Context
The Instagram Reels ranking team has launched an A/B test in Meta’s experimentation platform for a new Reels ranker. Early reads show +3% watch time in treatment, and leadership wants to know whether this is a real product win or just noise.
Hypothesis Seed
The new ranker reorders IG Reels using updated engagement features, including stronger weighting on predicted long-watch and IG Save propensity. The team believes this should improve the AARRR engagement layer for existing users by increasing Reels watch time without hurting downstream quality signals such as session exits, negative feedback, or creator ecosystem health.
Constraints
- Eligible traffic: 12M daily active Reels viewers/day globally
- Max experiment duration: 14 days; a ship/no-ship decision is required by then
- Initial ramp: 5% for 1 day, then 50/50 split if no severe issues
- False positives are costly because a bad ranker can degrade user experience at Meta scale; false negatives are also costly because ranking launches are expensive and delayed launches slow Reels growth
- You may use CUPED with 7-day pre-experiment watch-time data if you justify it
- Assume baseline daily per-user Reels watch time is 24.0 minutes, with standard deviation 60 minutes due to heavy-tailed usage
Task
- State the null and alternative hypotheses for whether the observed +3% watch-time lift is real, and define the primary metric, guardrails, and at least one secondary metric using Meta vocabulary.

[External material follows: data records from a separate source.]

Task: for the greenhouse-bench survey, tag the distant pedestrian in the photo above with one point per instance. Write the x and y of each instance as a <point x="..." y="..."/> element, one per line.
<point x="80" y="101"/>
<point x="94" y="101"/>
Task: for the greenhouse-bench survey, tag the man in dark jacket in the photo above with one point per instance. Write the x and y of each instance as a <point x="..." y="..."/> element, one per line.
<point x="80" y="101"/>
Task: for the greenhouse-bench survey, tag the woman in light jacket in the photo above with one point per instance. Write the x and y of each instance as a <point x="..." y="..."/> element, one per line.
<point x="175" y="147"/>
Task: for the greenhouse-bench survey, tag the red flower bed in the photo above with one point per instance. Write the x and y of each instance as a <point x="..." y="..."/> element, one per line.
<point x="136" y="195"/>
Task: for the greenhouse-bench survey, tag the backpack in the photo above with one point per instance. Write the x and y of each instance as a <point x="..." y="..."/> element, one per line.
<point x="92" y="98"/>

- Choose the unit of randomization and unit of analysis, explain whether they should match, and discuss risks such as network interference, SUTVA violations, and novelty/primacy effects on IG Reels.
- Compute the required sample size for a pre-registered MDE, translate it into runtime using the traffic above, and explain whether a 14-day test is sufficient. If you use CUPED, state how it changes variance assumptions.
- Write the analysis plan: test statistic, confidence interval, peeking policy, multiple-comparison policy for guardrails/secondaries, and how you will check for Sample Ratio Mismatch (SRM).
- Give a clear ship / don’t ship / iterate decision rule for the case where watch time is up 3% but one or more guardrails move in the wrong direction.